29/08/2022
A primeira vez que vi Tadeu Matera, recém chegado em São Lourenço, no verão de 1981, ouvi dele uma história dramática sobre sua mudança,de uma cidade vizinha, para cá
O artista plástico brilhante e leitor compulsivo sempre foi um mestre da conversa. Em sua fala o nonsense e o erudito eram conjugados no mesmo parágrafo, revelando uma crítica ácida e cortante da realidade e desequilibrando qualquer tentativa de normalidade.

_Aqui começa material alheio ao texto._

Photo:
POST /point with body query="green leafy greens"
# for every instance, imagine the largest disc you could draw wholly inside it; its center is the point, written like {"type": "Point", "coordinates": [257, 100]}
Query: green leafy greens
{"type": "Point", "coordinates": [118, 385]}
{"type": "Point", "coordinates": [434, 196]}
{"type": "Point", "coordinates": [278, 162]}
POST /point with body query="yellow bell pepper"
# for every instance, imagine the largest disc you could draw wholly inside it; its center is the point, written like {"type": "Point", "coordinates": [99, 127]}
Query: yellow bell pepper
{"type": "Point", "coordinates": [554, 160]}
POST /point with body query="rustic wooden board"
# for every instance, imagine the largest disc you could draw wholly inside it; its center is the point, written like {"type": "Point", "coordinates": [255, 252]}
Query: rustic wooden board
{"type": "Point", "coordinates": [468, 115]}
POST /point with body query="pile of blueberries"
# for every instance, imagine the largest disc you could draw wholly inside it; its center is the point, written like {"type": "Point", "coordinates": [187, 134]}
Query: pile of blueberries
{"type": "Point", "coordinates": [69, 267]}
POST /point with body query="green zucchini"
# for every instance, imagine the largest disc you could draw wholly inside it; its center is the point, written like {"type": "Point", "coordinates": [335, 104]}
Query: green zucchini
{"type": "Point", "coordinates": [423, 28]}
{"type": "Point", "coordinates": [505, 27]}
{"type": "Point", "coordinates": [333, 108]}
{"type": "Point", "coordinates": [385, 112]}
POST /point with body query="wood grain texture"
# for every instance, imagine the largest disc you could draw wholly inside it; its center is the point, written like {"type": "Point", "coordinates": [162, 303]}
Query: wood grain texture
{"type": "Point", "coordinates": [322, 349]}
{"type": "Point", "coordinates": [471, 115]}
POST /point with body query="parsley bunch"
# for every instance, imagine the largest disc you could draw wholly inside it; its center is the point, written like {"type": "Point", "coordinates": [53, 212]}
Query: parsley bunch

Por horas conversávamos ao telefone, ele com sua capacidade única para apelidar pessoas e espaços, sintetizava suas leituras, situando-as naqueles dias e lugares, mesclando seu olhar agudo da realidade à uma capacidade imaginativa, que só a genialidade comporta.
Pintou, esculpiu, escreveu, jogou bola, casou, teve filhos, namorou, casou de novo, mais filhos e nos fez rir sempre e refletir muito.
Sua obra exuberante mistura escorridos com delineados, transparências e relevos, luzes e trevas. E como na vida, seus quadros refletem: o trágico e o transcendente. Seu trabalho tem forte influência do expressionismo-abstrato, e traz uma atmosfera onírica, própria do surrealismo, vigorosamente, reeditado pela arte contemporânea.
Como era de se esperar, Tadeu nunca se rendeu às regras do mercado de arte.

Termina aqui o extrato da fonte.